Im goldenen Licht treten die Priesterinnen singend vor den Marmortempel, ein Stier wird zur Opferstätte geführt. Unter der hohen Artemisstatue verharrt die Prozession. Langsam wiegen die Oberkörper der Priesterinnen im Abendlicht gleichförmig hin und her, während ihr Gesang langsam anschwillt.
Ein Schnitt in die Halsschlagader des Stieres und das Blut spritzt heraus. An Seilen festgezurrt, verlässt den Stier nach und nach seine Kraft. Das mächtige Tier bricht ein, während sein Blut in speziellen Gefäßen aufgefangen und in einen Kelch gegossen wird, den man der Hohepriesterin reicht. In Trance setzt sie das Gefäß an ihre Lippen und leert es aus. Mit gebrochenen Augen verendet der Stier. Seine Kraft ist symbolisch auf die Priesterin übergegangen.

Hinter den gleißenden Wellen des stürmischen ikariotischen Meeres hat sich eine dünne, helle Linie am Horizont gebildet, darüber ganz diffuses Licht. Die Glitzerstraße auf dem Wasser ist immer schmaler geworden, die Sonne verwaschen, zaubert noch viele Punkte vor die Augen.

Breite Farbbänder, die sich ineinander verweben, gestalten nun das Lichtspiel. Von hellem Blau, das in ein grünliches Leuchten, ein gelb-oranges Violett übergeht. Immer breiter wird der rote Streifen, der sich jetzt im Wasser zu spiegeln beginnt. Bald ist das Farbband zweigeteilt: Das gelblich-grüne oberhalb der Sonne und das tiefdunkelrot-violette darunter. Die Sonne selbst ist jetzt ein glühend roter Feuerball, im Eiltempo dem Meere zustrebend, während der gesamte Horizont sich immer weiter verfärbt. Wir sitzen inmitten dieses Spektakels, werden mit den Farben eins. Unsere Gedanken gleiten über die See, tauchen in eine Welt der Erinnerungen an frühere Zeiten und vermischen sich mit der Erwartung auf das unbekannte Morgen. Wir schauen uns an, die Augen sind feucht.

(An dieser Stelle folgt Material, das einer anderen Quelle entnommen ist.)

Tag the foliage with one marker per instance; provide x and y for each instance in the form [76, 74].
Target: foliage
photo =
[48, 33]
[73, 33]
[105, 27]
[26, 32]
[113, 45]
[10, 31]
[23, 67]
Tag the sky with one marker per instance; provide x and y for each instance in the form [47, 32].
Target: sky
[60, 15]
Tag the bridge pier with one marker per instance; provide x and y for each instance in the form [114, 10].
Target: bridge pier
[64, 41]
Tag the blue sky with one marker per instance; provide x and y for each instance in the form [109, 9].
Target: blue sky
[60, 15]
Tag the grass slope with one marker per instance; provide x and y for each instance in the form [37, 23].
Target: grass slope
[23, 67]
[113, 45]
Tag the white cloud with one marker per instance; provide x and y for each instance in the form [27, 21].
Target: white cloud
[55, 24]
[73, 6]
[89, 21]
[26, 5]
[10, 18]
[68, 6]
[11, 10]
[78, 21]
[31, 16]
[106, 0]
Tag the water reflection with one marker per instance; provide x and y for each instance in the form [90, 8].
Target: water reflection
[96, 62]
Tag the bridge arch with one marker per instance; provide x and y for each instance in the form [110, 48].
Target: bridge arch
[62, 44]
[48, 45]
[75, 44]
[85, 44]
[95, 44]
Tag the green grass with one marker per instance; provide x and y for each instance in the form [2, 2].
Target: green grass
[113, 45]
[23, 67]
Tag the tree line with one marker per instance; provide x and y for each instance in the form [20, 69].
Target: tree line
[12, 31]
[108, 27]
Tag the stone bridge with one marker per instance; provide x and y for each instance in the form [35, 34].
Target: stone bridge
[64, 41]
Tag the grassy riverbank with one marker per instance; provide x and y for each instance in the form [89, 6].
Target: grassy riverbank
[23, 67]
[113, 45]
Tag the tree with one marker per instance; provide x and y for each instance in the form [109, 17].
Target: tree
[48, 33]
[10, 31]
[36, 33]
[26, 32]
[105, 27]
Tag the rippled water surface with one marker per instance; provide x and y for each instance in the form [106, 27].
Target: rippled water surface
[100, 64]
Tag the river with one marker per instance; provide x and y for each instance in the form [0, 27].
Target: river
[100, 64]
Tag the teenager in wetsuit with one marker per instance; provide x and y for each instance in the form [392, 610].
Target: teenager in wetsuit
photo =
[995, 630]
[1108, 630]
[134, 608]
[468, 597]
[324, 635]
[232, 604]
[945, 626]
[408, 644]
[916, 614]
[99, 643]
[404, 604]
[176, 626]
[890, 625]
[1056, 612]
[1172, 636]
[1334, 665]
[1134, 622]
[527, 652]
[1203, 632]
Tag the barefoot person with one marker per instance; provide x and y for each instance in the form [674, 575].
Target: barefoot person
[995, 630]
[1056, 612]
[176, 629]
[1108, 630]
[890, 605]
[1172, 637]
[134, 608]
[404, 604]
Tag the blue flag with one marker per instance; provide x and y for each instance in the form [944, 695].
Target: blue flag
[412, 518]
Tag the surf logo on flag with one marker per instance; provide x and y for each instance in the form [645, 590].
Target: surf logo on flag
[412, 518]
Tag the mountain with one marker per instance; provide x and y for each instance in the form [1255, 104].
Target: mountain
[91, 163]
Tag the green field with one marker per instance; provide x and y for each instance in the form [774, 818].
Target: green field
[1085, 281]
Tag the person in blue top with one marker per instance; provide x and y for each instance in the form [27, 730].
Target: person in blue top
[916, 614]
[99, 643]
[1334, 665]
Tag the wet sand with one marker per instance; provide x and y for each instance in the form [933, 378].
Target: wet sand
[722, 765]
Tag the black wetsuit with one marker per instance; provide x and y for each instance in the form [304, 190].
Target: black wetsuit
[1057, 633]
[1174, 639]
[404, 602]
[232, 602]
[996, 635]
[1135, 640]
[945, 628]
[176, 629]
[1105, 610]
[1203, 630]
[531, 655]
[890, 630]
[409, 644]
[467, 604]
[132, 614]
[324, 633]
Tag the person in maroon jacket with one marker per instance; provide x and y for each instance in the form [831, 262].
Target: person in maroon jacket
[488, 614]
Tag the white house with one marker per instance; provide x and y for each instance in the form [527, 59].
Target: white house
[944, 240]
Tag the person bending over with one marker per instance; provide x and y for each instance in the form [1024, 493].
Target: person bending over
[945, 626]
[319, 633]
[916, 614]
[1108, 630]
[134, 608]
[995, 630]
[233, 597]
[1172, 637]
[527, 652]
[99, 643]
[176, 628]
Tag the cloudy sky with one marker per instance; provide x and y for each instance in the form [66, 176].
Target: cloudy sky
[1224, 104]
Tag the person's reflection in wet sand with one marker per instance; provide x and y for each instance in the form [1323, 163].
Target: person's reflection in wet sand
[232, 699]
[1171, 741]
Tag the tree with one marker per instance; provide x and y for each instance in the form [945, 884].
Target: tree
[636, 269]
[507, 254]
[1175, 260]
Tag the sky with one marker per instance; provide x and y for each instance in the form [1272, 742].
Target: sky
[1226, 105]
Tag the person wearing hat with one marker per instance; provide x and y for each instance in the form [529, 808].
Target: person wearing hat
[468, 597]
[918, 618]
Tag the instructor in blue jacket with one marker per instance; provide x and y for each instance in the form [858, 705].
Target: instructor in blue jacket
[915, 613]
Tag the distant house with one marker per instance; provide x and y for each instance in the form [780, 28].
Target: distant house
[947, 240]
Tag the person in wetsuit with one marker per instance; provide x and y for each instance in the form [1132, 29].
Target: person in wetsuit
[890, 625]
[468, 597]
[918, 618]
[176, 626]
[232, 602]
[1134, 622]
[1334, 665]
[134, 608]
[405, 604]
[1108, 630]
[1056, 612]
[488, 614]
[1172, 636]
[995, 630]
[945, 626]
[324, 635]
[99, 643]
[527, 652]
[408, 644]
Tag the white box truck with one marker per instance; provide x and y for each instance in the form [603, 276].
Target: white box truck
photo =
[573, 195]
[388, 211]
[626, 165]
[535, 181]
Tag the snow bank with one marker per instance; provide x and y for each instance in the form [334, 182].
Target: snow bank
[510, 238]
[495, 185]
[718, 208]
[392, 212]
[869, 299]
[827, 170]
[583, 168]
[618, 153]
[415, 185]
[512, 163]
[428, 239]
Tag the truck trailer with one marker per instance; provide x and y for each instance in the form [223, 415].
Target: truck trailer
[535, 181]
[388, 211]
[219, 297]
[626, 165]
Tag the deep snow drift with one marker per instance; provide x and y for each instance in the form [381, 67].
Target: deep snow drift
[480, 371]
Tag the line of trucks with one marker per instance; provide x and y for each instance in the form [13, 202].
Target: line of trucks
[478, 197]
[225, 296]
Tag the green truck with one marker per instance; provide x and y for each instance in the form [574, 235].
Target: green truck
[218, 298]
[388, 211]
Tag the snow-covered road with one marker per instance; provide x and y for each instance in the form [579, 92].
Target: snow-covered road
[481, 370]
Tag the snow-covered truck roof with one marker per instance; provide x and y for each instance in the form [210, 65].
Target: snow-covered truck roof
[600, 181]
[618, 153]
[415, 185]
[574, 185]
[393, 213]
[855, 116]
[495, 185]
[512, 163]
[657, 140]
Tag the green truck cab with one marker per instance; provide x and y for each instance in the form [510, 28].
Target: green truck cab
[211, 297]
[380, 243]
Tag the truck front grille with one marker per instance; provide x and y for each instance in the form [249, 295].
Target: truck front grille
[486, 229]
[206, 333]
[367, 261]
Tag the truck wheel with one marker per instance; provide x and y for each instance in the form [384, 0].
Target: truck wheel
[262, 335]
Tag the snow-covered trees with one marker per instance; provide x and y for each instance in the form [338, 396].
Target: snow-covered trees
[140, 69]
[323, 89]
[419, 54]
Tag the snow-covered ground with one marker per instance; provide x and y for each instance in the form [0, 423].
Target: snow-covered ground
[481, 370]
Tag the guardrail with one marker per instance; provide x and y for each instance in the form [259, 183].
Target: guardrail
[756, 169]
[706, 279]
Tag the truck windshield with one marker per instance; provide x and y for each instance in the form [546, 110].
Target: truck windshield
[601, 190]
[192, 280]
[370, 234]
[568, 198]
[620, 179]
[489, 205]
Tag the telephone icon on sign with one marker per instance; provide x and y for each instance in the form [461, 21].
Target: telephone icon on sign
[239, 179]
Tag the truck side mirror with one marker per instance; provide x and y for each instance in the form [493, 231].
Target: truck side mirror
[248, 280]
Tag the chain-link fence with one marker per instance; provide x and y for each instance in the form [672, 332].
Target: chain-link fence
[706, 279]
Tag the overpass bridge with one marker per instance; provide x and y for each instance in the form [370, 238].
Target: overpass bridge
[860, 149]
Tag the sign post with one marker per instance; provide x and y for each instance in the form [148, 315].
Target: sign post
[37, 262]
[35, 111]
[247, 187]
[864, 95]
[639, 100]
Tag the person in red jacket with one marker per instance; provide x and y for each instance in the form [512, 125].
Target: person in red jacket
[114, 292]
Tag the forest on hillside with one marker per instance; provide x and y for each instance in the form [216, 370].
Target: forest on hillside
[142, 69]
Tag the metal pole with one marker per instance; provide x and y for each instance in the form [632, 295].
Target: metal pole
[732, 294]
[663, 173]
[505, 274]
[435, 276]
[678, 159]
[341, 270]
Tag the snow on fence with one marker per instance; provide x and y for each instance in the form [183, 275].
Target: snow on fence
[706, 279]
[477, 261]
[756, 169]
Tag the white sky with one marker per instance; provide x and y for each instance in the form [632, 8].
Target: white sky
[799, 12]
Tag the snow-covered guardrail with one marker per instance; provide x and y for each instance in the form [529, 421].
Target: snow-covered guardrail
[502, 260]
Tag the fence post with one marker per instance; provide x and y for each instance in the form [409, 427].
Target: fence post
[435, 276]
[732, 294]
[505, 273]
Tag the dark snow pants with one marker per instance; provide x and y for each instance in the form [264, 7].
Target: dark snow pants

Ruhe ist eingekehrt. Wie ein glühender Backofen und vollkommen außer Form befindet sich bereits die Hälfte des Feuerballs flimmernd irgendwo im diffusen Blau-Grau, wo Himmel und Meer aufeinandertreffen, bis schließlich nur noch ein einziger roter Punkt sichtbar ist. Ganz plötzlich wird auch dieser ausgeknipst, während der verfärbte Himmel weiterhin leuchtet. Sehr schnell wird es nun dunkel.